What I CAN promise you, though, is that I'll be writing this story in December. I'm going to take a break from the original works to focus on reading, revising what I wrote for this month, and holiday activities. The only thing I'll be writing is this story! I did this last year with RAVAGE and it gave us all of those fun chapters and faster update times.

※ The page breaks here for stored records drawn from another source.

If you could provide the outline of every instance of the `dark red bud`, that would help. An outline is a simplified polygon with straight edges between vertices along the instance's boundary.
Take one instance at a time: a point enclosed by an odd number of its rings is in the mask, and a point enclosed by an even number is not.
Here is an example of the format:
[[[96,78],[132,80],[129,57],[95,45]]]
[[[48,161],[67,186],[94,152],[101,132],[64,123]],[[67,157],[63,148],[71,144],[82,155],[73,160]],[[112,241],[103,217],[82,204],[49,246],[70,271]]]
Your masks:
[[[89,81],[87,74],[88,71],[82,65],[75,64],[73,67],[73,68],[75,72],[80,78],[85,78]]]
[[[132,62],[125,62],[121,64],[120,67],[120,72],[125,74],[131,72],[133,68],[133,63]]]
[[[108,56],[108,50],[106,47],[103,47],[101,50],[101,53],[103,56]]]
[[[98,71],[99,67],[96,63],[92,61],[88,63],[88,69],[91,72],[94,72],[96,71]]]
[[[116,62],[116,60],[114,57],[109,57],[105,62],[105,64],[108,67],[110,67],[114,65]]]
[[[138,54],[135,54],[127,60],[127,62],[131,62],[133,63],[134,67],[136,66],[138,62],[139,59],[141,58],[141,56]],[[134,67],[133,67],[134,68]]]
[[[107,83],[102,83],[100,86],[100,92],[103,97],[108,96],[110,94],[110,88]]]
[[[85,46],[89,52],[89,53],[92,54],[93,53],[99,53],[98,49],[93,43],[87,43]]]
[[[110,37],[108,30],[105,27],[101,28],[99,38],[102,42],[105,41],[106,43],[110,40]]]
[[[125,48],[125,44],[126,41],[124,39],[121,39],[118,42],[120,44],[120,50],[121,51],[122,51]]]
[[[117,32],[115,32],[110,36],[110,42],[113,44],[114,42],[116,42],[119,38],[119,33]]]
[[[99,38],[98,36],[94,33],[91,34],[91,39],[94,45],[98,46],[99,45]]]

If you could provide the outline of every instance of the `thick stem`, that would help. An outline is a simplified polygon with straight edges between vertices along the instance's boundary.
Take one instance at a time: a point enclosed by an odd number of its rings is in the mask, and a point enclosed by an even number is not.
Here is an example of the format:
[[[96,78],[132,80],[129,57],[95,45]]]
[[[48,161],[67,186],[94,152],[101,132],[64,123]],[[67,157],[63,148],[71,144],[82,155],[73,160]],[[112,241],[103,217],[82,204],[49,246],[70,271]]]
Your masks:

Hope you guys are doing well, and that you enjoy this update!
7. TOGETHER
I held onto Jasper tightly. Even when I felt the sun's heat as it crested the horizon, I kept my arms clasped around his neck and hid my face in the crook of his shoulder. I was happy to ignore the rest of the world as long as I could breathe him in. His scent made my head spin; it was intoxication in its most sublime form. With his arms locked around my back, keeping me from moving, I could only lose myself to him. He rested the side of his face against my head. Our chests rose and fell with the shared tempo of our breaths.
We didn't say anything. Maybe it was because the quiet was what we needed after deafening chaos took over our lives for so long, and simply took what was my life away from me…
I was still getting used to that. Being dead… and alive.
Though I felt nearly catatonic in his arms, I knew I would never actually fall asleep. My mind still worked on overtime, constantly moving and turning and adjusting to everything that had happened.
I won.
And Jasper was mine.
But was I his? How could I make a decision like that? I just got turned into another species. Throwing… Throwing Jasper, and who he was to me, on top of it didn't seem fair. I wasn't ready to make any more life-altering choices – at least not right now. But Jasper… He was ready. It took him no time to answer me. It took him no effort to tell me his life was mine.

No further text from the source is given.